Sie haben einen extra Raum im Krankenhaus, in den sie die Kinder tagsüber von 9 bis 16Uhr holen. Es ist wirklich total schön, mit vielen Spielsachen und einer gemütlichen Atmosphäre, das krasse Gegenteil der Krankenstationen, die für deutsche Verhältnisse einfach nur furchtbar sind!
Das größte Problem dort sind die Babys ohne Familie. Die meisten wurden von der Polizei auf dem Müll gefunden, oder die Mutter ist nach der Geburt einfach verschwunden. In Afrika ist es aber so, dass sich die Mütter oder die Familie um die Kranken kümmern. Wenn man das nicht hat, ist man echt verloren.
Daher kommt es oft vor, dass diese Babys von 16Uhr nachmittags bis zum nächsten Morgen um 9 weder gewickelt noch gefüttert werden. (mit viel Glück ist manchmal eine andere Mutter dazu bereit, es ab und zu zu füttern)
Eines dieser Babys ist Enock. Er war zu früh geboren, schon 2 Monate alt aber nur 2000g schwer. Als ich mit einer Freundin hinkam und ihn sah, wurde mir sofort klar, dass er nicht mehr lange leben würde. Er war inzwischen so schwach und dehydriert, dass er weder die Augen öffnete, noch sich irgendwie bewegte.
Meine Freundin, Phyllis, die Waisenbabys bei sich aufnimmt und schon 9 Babys hat, beschloss, dass sie ihn zu sich nehmen möchte. Da das aber wegen rechtlichen Dingen eine Weile dauert, beschloss ich, dafür zu sorgen, dass Enock solange überlebt.
Also ging ich jeden Tag früh morgens und abends ins Krankenhaus, um ihn zu versorgen. Manchmal hatte ich echt angst, dass ich ihn tot auffinden werde wenn ich am Morgen komm, denn er bekam auch noch Fieber und es ging ihm wirklich schlecht.
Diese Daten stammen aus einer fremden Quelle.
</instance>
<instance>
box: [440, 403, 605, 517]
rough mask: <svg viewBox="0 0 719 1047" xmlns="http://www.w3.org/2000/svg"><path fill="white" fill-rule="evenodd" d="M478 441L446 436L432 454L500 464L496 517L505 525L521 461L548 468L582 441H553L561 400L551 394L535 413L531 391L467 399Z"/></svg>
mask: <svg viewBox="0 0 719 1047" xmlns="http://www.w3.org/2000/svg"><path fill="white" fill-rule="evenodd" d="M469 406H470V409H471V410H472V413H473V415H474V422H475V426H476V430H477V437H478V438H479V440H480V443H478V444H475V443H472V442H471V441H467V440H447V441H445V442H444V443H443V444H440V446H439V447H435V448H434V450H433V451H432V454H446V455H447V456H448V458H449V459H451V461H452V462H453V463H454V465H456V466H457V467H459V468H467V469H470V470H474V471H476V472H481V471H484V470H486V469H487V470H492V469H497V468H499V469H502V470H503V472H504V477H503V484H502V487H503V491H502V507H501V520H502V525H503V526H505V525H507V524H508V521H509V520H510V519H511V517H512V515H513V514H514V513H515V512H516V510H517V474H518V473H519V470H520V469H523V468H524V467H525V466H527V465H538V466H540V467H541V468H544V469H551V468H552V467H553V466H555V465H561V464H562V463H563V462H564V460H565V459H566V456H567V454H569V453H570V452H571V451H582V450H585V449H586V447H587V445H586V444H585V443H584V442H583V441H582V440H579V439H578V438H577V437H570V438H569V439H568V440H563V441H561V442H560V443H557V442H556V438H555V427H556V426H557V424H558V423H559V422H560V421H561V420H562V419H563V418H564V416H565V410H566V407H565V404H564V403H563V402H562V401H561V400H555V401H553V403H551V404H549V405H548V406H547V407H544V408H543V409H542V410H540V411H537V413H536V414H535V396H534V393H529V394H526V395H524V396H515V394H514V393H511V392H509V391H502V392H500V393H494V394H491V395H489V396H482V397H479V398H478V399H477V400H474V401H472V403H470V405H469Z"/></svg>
Mit genug Flüssigkeit und regelmäßigerem Trinken, ging es ihm jedoch langsam wieder besser.
Letzten Freitag dann, konnte Phyllis ihn endlich zu sich nehmen. Das war ein
Jetzt ist Enock schon ½ Woche bei Phyllis und hat sich schon prächtig erholt!
Lob und Dank sei unserem Herrn!!!
Danke für all eure Gebete!
Es sind noch viel mehr Babys dort, denen es wegen der Situation dort echt schlecht geht. Also betet weiter, dass sie ein gutes Zuhause bekommen!